The rocks are popular for climbers, and we saw small groups of people scaling the Rochers du Saussois.
Ian took a less onerous route to climb as high as he safely could, to take pictures of Catharina and the tiny village of Merry-sur-Yonne down below.
There was some painting and work done while we were there, but it was another glorious warm afternoon. Later in the day, a chap drove up in a van and basically told us one of the hotel boats would be mooring here the following evening, which was not a problem for us. And with that, he placed a sandwich board on the pontoon, which is really only long enough for one moderate length boat, effectively reserving the space. I’m pretty sure you can’t do this, even a hotel boat, but that’s not my call.
Another small van showed up soon after with a couple wanting to sell fresh produce. The woman said she was one of the éclusiers on this stretch and she was off duty. We did buy some tomatoes and zucchini, and off they went.
Mailly-la-Ville
The next run was from Merry sur Yonne to Mailly-la-Ville, again a short cruise in fine weather. We cruised past the place where we had previously moored at Mailly-le-Chateau, when Catherine and Simon were with us, and then into the écluse immediately upstream of the the town moorings.

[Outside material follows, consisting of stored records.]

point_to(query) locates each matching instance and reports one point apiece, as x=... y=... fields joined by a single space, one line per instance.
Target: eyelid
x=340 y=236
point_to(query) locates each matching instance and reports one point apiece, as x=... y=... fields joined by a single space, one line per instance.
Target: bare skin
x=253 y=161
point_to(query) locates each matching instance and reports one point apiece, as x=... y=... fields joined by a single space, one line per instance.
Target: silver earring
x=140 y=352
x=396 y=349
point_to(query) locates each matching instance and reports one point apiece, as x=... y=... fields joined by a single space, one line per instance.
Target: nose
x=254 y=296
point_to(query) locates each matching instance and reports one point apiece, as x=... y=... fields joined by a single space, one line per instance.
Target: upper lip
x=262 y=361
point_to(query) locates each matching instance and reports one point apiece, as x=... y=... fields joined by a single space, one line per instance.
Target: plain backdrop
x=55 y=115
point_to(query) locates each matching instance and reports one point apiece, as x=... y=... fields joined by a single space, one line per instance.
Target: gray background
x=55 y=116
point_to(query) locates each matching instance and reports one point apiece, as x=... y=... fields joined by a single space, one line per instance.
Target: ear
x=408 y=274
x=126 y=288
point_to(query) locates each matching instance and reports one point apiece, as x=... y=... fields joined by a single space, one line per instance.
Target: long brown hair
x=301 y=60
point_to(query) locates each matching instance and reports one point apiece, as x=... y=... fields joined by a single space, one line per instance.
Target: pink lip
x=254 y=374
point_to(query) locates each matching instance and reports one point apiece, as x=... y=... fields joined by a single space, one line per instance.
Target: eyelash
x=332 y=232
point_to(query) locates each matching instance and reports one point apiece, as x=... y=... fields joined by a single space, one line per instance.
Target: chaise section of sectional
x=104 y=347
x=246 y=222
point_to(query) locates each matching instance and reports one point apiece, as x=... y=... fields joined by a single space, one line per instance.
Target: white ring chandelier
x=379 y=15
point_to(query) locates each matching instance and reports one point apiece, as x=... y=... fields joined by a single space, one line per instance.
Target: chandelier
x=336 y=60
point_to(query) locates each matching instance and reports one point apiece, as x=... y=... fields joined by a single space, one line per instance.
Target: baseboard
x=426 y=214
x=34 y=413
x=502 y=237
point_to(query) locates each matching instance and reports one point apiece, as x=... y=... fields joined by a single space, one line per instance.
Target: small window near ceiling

At Mailly-la-Ville we were able to take advantage once again of the lovely free mooring – three good long pontoons with free power and water.
Several hotel boats passed in both directions while we were there, and we watched La Belle Epoque squeeze under the low bridge without any problem, so we were more comfortable that we would still make it with our repaired bimini which now could not be lowered.
We had a quick look around the town, noting the delightful sculpture in front of the Mairie – perhaps paired with the nymph at the écluse.
There was also a nice park and a lavoir. That evening, we treated ourselves to one of our rare but always pleasant meals in the delightful courtyard of the restaurant, ‘Les Coûtas’.
The following day our aim was to visit L’écluse des dames, a feature we had not come to see while we were moored at Prégilbert (where instead we took in the nearby trout farm). An easy and very pleasant cycle ride along the towpath soon bought us to the écluse. On one side there is a cool children’s activity area with netted climbing routes up through the trees.
On the other, at the old écluse cottage, there is a restaurant, which we took advantage of this time, and enjoyed a meal out for the second day in a row!
Further up the hill behind the restaurant, we found an Impressively well-restored church, Eglise de Notre Dame Prégilbert.
We could get into the cimetière – always my first stop, but not into the church (and some photos on the internet suggest it is ruined inside at present).
On the way back, we had a look at the interesting architecture of the Église Saint-Adrien. Again, couldn’t get inside.
Vincelles
The following morning, we set off again on a six-hour cruise in fine weather ending once again at Vincelles. Mooring just behind La Belle Epoque it wasn’t long before a cruiser showed up with a couple of Kiwis we had met before in Clamecy. The four of us took our glasses of wine, sat on a little stone wall beside the hotel boat, and were treated to the jazz performance that must have been organised for their guests. A lovely way to end the day – with a free concert.
We had the prospect of some more painting – as there usually is – and just enjoying passing the time until the arrival of our next guests in a couple of days.